Floop volume lifecycle:
- Train:
floop-trainvolume, read-write. Behaviors accumulate across tasks. - Eval: same volume mounted read-only. Agent can query but not learn.
make cleanremoves all volumes for a fresh start.
Graceful fallback: If Docker is unavailable, the orchestrator warns and runs agents directly on the host. Use --no-sandbox to opt out explicitly.
Each task needs the repo at a specific commit:
- Bare clone — one per repo in
work/repos/, fetched once. - Worktree — one per task at the exact
base_commit. Fast, fully isolated. - Cleanup — worktree removed after each run, stale refs pruned.

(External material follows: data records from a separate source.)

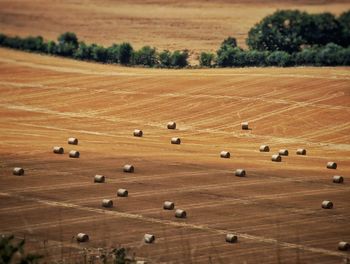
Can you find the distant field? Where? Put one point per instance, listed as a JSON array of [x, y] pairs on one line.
[[275, 210], [194, 25]]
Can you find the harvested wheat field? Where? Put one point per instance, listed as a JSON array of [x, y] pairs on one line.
[[275, 210]]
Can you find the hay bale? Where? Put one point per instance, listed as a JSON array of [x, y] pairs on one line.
[[168, 205], [338, 179], [122, 193], [107, 203], [301, 151], [240, 173], [179, 213], [74, 154], [176, 141], [225, 154], [231, 238], [58, 150], [138, 133], [73, 141], [18, 171], [99, 178], [171, 125], [264, 148], [283, 152], [81, 237], [149, 238], [245, 125], [276, 158], [331, 165], [128, 168], [327, 205], [343, 246]]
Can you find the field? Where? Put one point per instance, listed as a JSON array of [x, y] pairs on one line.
[[275, 210]]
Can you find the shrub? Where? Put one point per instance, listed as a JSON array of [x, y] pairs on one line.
[[146, 56], [206, 59], [124, 53]]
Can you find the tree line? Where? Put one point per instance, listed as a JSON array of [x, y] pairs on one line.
[[285, 38]]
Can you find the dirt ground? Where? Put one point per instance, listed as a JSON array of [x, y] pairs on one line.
[[193, 25], [275, 210]]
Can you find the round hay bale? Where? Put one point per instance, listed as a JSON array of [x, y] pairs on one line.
[[74, 154], [338, 179], [176, 141], [58, 150], [138, 133], [81, 237], [18, 171], [343, 246], [99, 178], [264, 148], [225, 154], [327, 205], [301, 151], [240, 173], [245, 125], [179, 213], [73, 141], [149, 238], [128, 168], [171, 125], [231, 238], [122, 193], [283, 152], [107, 203], [168, 205], [276, 158], [331, 165]]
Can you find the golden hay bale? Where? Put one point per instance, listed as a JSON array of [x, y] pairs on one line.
[[264, 148], [171, 125], [179, 213], [138, 133], [73, 141], [176, 141], [327, 205], [149, 238], [231, 238], [18, 171], [74, 154], [58, 150], [99, 178], [331, 165], [81, 237], [338, 179], [240, 173], [168, 205], [122, 193], [301, 151], [107, 203], [276, 158]]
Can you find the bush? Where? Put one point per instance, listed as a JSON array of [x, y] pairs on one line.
[[179, 59], [206, 59], [125, 51], [164, 59], [146, 56]]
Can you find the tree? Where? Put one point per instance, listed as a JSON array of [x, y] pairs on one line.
[[125, 53], [179, 59], [206, 59], [146, 56]]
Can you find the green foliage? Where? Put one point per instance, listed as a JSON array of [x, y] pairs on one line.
[[206, 59], [179, 59], [125, 51], [146, 56], [13, 252]]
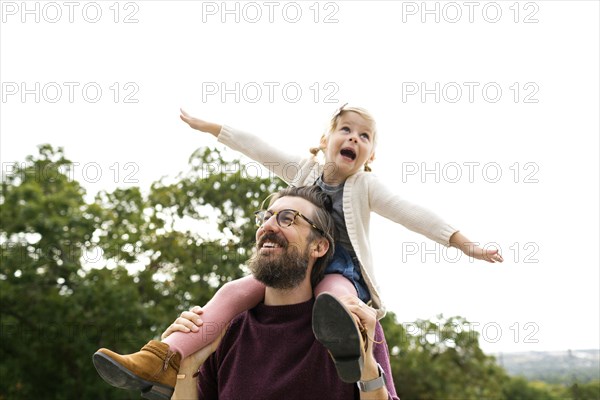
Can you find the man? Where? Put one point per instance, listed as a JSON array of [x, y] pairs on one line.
[[270, 352]]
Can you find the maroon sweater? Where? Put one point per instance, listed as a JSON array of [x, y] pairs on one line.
[[270, 353]]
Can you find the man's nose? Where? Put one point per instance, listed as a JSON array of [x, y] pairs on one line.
[[270, 224]]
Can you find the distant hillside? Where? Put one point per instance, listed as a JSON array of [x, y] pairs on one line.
[[564, 367]]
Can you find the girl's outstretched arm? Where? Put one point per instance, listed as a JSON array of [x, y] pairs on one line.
[[200, 125], [468, 247]]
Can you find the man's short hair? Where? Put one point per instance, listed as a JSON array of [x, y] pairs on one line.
[[322, 218]]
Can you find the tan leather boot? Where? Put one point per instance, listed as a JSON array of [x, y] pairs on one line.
[[152, 370]]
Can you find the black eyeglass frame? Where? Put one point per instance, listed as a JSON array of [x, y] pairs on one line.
[[260, 219]]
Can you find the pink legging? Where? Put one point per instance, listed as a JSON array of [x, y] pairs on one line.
[[236, 297]]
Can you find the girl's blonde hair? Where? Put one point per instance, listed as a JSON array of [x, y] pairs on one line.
[[336, 118]]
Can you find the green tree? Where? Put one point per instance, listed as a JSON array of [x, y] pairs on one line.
[[76, 276], [441, 359]]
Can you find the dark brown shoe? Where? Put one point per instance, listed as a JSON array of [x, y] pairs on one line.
[[152, 370], [337, 330]]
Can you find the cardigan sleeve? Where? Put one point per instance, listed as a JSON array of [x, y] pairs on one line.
[[412, 216], [291, 168]]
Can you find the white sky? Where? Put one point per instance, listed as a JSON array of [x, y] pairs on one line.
[[542, 209]]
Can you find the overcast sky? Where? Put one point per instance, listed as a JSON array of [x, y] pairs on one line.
[[487, 114]]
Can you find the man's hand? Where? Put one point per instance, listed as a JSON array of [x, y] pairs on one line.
[[188, 321]]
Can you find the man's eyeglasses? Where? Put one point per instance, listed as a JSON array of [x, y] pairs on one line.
[[284, 218]]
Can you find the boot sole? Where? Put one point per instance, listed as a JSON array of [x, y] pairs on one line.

Parallel workers can run different tasks on the same repo without conflicts.
Orchestrator
├── Worker 1 → own worktrees → SQLite
├── Worker 2 → own worktrees → SQLite
├── Worker 3 → own worktrees → SQLite
└── Worker 4 → own worktrees → SQLite
Workers are processes (ProcessPoolExecutor). Each creates its own worktrees and DB connections. SQLite WAL mode handles concurrent writes. Cost guard is checked before submitting each task.